- Senior executives may expect tougher rules, increased expectations for climate-related financial disclosures, and increased scrutiny from investors and customers following the 26th Meeting of the Parties, a UN conference on climate change.
- Many corporations have stated ambitious targets to cut their emissions, some to zero, but just a few are making significant headway in putting those plans into effect.
- Making the carbon transition a strategic priority, finding ways to monetize carbon reduction efforts, integrating the transition into the business, and involving middle management are four strategies that can help.
The biggest problem of our day is managing and mitigating climate change, and the 26th UN Conference of the Parties in Glasgow, Scotland better known as COP26 represents a watershed moment in the world’s efforts to take concerted action.
Nations will assess progress on previous commitments, including their Nationally Determined Contributions (commitments to reduce emissions and adapt to climate change) and the goal of mobilizing $100 billion per year to help developing countries adapt to climate change, in early November, six years after the landmark Paris Agreement. Countries will continue to work to settle basic regulatory difficulties, such as Article 6 of the Partial Agreement on Tariffs and Trade. Countries will continue to work to overcome basic regulatory challenges, such as Article 6 of the Paris Agreement, which aims to stimulate voluntary cooperation in the implementation of NDCs and is crucial for the development of carbon pricing and markets.

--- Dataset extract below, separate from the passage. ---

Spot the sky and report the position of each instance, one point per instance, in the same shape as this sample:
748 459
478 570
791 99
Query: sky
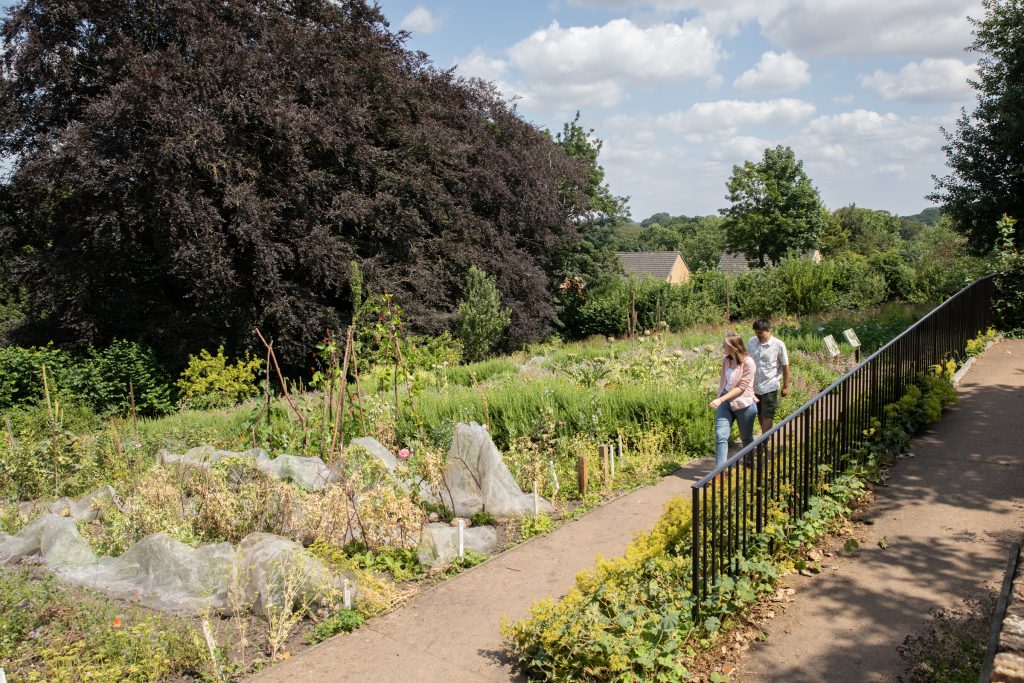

While policy work continues, many top executives of firms will be wondering, “What do we do after COP26?”
Preparing for a significant acceleration is maybe the most critical measure they can take. Changes will very probably accelerate in places where they were already occurring before COP26, such as:
- Regulations. Carbon taxes and emissions trading schemes, which will cover 21.5 percent of global greenhouse gas (GHG) emissions in 2021, will likely expand, and the price of carbon (which is already above €60 per ton of CO2 equivalent in the European Union’s Emissions Trading System) will likely continue to rise.
- Financial disclosure is required. Companies will be required to report on their climate risks to a greater extent. Pension funds, banks, insurers, and other premium-list corporations in the United Kingdom are already required to comply with the Task Force on Climate-related Financial Disclosures’ framework. The International Financial Reporting Standards Foundation is setting the framework for a set of common reporting standards on a global scale, while the Securities and Exchange Commission of the United States has asked for public input on climate change disclosures.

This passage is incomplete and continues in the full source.